Ernie raised an eyebrow.
“The investigative work the three of you have done is incredible, but it’s not good enough.”
Ernie’s emotions summersaulted between feelings of elation that Owen was unharmed balanced against the danger they still faced.
“Even if the Bureau takes Anna’s testimony, and looks at everything else we’ve gathered, and does so with all facts and inferences weighed in favor of the existence of werewolves there’s simply not enough here to make a case, no less prove it.”
“Don’t forget Anna’s recording. Anyone who listens can tell that howl is different than a normal wolf.”
“Yes it is,” Brody said. “However, the available data suggests to a reasonable person that werewolves don’t exist. That’s what the Bureau’s analysts would defer to in lieu of relying upon the circumstantial clues we’ve gathered that they do exist.”
“Meaning what? We need to get a picture or something?” Ernie asked uneasily.
“Maybe in a different era,” Brody said, shaking his head no. “That’s not how things work today. Even if we took a picture of a werewolf and delivered it straight to the TV networks every black-helicopter-nut-job out there would be screaming it was a fake. No, we need to catch a live one.”
“Forget it,” Ernie said, turning and striding down the hallway, shaking his head as he went.
Afternoon sunlight streamed through the parlor’s front window. Cindy sat on the couch alongside Kateryna, flipping through one of the books they had spirited from the library. Both women looked up when Ernie entered, Cindy’s hand absentmindedly flipping the page one last time…

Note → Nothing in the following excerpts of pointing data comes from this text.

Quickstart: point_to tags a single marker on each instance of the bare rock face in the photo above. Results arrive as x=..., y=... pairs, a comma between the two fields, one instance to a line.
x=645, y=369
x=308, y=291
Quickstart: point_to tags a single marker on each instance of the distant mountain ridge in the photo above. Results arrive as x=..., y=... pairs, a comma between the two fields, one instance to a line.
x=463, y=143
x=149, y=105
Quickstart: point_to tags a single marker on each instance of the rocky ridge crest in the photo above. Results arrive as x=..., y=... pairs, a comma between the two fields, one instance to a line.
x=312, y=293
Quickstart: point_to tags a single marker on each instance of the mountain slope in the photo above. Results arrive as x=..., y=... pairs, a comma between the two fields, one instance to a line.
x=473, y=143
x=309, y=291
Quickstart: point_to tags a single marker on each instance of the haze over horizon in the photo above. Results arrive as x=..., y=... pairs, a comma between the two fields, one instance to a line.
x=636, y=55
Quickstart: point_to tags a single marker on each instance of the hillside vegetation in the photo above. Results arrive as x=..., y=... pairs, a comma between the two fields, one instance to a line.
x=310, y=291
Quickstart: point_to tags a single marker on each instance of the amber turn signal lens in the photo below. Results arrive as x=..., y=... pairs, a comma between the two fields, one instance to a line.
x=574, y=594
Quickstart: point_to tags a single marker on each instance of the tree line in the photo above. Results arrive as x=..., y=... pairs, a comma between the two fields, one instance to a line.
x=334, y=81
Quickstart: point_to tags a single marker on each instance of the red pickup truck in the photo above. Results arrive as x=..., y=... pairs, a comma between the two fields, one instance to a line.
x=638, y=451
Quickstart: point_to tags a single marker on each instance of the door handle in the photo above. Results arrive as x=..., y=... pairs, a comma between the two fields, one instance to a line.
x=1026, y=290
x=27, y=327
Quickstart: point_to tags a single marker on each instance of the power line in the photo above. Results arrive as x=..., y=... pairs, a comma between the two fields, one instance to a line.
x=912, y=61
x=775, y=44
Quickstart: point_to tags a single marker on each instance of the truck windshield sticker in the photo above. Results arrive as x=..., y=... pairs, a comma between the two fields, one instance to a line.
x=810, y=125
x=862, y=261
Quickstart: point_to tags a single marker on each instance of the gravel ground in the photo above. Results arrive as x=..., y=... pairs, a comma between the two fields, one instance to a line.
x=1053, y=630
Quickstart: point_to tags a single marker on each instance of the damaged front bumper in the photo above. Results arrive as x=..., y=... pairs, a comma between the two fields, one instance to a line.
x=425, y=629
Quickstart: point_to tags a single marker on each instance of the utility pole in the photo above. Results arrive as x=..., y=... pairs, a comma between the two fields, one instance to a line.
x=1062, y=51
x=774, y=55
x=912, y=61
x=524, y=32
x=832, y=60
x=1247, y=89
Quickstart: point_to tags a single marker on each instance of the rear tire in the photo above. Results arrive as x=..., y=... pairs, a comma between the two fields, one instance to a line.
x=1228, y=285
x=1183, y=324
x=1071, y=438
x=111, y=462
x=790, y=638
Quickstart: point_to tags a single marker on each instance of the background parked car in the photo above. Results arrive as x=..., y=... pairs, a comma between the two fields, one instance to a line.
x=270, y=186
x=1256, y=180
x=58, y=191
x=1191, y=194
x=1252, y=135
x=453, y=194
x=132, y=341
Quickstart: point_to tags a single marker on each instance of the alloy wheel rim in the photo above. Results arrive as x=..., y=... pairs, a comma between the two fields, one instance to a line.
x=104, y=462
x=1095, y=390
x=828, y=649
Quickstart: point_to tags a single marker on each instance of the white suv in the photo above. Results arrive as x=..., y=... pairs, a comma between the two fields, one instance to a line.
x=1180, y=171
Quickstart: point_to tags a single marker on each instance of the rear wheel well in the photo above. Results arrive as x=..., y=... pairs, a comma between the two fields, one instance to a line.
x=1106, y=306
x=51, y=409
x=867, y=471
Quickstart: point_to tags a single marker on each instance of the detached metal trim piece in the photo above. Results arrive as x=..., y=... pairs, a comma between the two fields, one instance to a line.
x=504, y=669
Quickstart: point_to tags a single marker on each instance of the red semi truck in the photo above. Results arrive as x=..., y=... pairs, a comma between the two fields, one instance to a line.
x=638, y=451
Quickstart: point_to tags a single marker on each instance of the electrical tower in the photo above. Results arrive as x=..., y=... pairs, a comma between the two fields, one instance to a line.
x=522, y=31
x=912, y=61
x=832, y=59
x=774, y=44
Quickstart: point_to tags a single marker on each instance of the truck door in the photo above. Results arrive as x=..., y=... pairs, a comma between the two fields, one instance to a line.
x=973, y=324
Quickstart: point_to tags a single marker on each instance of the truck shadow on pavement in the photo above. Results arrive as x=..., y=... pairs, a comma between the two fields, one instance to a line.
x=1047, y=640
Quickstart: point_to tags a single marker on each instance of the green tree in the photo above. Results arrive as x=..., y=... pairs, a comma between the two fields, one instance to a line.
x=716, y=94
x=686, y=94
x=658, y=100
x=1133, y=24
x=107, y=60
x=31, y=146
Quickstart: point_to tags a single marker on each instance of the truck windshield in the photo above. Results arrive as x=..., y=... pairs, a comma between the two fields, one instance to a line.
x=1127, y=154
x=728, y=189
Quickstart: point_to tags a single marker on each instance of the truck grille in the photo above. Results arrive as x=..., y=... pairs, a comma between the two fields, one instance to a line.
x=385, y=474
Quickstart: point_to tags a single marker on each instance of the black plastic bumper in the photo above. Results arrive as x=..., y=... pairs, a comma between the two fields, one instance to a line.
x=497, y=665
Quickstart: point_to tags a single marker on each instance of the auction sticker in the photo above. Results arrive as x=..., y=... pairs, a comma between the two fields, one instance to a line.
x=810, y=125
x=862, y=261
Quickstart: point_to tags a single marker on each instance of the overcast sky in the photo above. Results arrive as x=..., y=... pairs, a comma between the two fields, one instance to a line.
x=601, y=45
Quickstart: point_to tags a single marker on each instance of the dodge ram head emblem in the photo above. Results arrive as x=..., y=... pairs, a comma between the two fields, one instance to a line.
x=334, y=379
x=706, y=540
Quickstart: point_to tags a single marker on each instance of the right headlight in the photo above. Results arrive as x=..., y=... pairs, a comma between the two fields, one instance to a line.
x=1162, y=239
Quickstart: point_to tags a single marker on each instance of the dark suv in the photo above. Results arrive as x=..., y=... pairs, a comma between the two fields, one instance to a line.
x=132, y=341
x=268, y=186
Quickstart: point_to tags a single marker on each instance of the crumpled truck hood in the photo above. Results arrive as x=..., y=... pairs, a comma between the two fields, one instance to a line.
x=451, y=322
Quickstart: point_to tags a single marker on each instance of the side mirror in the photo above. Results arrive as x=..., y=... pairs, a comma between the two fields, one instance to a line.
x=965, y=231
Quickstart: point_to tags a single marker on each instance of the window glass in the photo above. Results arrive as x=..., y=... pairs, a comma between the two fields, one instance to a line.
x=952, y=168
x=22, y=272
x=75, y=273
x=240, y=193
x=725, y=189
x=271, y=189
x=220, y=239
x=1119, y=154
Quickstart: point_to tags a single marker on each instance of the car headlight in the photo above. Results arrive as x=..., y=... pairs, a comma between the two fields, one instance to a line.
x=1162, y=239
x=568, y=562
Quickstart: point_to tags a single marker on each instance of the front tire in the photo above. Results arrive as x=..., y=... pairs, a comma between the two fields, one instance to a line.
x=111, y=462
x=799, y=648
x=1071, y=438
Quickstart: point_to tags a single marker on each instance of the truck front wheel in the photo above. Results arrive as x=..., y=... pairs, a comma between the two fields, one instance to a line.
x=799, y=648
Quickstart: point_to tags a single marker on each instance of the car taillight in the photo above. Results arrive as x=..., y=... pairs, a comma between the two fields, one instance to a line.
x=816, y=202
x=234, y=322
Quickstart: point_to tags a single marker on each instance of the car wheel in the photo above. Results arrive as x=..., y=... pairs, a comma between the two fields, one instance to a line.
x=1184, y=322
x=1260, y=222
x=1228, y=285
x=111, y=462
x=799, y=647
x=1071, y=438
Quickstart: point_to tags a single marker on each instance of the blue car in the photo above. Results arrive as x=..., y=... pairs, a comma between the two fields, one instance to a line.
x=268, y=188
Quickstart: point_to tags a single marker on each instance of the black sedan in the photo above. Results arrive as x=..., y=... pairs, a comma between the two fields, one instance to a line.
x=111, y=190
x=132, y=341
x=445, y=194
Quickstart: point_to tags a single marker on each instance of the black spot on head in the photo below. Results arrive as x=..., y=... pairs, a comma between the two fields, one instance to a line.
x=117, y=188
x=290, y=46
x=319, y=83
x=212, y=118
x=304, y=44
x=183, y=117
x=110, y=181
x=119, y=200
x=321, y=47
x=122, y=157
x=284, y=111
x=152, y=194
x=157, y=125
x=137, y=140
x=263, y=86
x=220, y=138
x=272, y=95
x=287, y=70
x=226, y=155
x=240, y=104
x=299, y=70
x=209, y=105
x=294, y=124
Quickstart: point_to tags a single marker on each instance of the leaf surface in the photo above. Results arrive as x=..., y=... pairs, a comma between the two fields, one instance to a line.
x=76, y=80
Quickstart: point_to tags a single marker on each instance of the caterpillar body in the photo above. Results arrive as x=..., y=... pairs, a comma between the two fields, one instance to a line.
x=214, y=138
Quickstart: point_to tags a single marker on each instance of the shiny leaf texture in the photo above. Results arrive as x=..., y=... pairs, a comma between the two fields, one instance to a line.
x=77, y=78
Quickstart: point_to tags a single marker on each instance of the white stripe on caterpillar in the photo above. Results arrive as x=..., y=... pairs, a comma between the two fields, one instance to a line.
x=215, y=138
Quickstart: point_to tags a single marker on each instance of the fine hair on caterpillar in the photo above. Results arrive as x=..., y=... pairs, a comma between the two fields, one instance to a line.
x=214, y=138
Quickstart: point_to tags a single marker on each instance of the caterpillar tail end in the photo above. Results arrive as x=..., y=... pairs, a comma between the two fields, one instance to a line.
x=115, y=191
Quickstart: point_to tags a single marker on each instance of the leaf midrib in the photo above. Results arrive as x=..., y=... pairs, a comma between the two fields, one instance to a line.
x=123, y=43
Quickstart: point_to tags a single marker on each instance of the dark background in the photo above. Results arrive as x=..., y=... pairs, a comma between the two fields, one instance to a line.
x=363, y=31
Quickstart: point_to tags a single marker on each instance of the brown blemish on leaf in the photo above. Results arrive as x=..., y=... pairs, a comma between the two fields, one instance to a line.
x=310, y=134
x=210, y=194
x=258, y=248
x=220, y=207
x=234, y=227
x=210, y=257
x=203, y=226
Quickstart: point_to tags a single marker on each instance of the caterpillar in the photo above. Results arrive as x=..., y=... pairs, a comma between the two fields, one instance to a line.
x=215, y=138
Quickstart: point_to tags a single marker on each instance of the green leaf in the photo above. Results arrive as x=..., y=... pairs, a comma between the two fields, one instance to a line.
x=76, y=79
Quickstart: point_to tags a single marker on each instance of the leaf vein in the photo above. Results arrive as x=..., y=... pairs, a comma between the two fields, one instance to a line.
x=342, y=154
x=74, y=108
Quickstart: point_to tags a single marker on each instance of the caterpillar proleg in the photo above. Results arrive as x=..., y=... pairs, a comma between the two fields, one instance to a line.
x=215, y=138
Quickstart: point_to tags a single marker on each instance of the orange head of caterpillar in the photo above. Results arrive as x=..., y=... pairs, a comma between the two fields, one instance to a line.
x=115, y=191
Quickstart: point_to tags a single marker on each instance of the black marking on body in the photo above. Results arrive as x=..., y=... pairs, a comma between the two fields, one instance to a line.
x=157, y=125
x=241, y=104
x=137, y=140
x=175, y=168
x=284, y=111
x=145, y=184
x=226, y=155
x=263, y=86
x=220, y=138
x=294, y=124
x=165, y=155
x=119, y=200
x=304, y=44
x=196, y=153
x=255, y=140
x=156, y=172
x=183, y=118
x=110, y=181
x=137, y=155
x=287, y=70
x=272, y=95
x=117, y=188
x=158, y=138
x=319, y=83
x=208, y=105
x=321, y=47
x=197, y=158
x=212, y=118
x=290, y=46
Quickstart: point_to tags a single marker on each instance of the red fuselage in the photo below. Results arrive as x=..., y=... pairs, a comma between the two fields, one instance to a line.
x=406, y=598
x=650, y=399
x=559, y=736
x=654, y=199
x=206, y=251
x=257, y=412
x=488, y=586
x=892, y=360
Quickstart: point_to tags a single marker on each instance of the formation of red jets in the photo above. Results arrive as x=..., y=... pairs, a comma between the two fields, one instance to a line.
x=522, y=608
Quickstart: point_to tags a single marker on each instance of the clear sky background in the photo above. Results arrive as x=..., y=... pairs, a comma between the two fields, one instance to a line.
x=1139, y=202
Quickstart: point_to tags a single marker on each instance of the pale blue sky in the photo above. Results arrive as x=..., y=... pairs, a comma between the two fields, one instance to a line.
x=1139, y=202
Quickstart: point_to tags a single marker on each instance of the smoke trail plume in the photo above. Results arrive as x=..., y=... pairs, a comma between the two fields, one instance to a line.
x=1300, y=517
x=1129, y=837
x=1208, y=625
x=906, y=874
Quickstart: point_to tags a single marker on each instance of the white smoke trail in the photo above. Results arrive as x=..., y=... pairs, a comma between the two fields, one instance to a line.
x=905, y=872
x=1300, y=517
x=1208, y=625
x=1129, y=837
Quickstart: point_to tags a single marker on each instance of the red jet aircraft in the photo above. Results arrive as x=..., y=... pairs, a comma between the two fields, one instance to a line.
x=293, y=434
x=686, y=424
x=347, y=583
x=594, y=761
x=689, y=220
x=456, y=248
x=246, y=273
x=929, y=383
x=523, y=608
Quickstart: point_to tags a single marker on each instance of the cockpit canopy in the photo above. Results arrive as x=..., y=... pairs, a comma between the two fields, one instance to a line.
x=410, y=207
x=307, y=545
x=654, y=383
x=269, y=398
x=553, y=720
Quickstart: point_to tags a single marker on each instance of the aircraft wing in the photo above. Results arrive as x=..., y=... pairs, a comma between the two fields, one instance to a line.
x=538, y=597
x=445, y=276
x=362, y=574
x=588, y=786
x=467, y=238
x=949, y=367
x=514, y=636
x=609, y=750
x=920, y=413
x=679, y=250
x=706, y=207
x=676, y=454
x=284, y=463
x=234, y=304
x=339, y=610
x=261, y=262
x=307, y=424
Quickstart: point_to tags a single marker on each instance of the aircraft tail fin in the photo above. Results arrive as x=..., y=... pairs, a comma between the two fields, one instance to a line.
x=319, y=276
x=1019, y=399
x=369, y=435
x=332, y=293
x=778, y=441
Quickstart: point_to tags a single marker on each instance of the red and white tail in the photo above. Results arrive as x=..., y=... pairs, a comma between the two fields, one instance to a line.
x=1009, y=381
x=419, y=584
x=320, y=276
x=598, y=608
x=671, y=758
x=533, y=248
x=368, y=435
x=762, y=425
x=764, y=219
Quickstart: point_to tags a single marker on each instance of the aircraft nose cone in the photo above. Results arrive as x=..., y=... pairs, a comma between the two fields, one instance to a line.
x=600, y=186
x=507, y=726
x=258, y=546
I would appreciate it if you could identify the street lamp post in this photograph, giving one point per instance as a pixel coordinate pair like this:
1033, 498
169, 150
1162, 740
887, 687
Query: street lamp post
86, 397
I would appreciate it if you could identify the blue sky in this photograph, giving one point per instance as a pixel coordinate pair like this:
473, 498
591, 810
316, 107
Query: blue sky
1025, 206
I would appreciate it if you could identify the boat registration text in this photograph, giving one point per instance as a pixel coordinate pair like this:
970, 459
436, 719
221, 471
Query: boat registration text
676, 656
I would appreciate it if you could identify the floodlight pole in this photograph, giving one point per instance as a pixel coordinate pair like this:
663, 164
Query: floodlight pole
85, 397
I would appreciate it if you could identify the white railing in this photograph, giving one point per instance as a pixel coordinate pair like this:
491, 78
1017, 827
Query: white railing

“Okay you two, let’s—” Ernie stopped in mid-sentence, staring at the book. “It’s her!” He exclaimed, pointing at the book in Cindy’s lap.
The page lay open to a black and white shot of Dibrovno’s main square. The caption stated it was taken at the 1941 Soviet May Day parade, just before the German invasion. The photograph captured a crowd watching as a Red Army rifle platoon marched past in formation.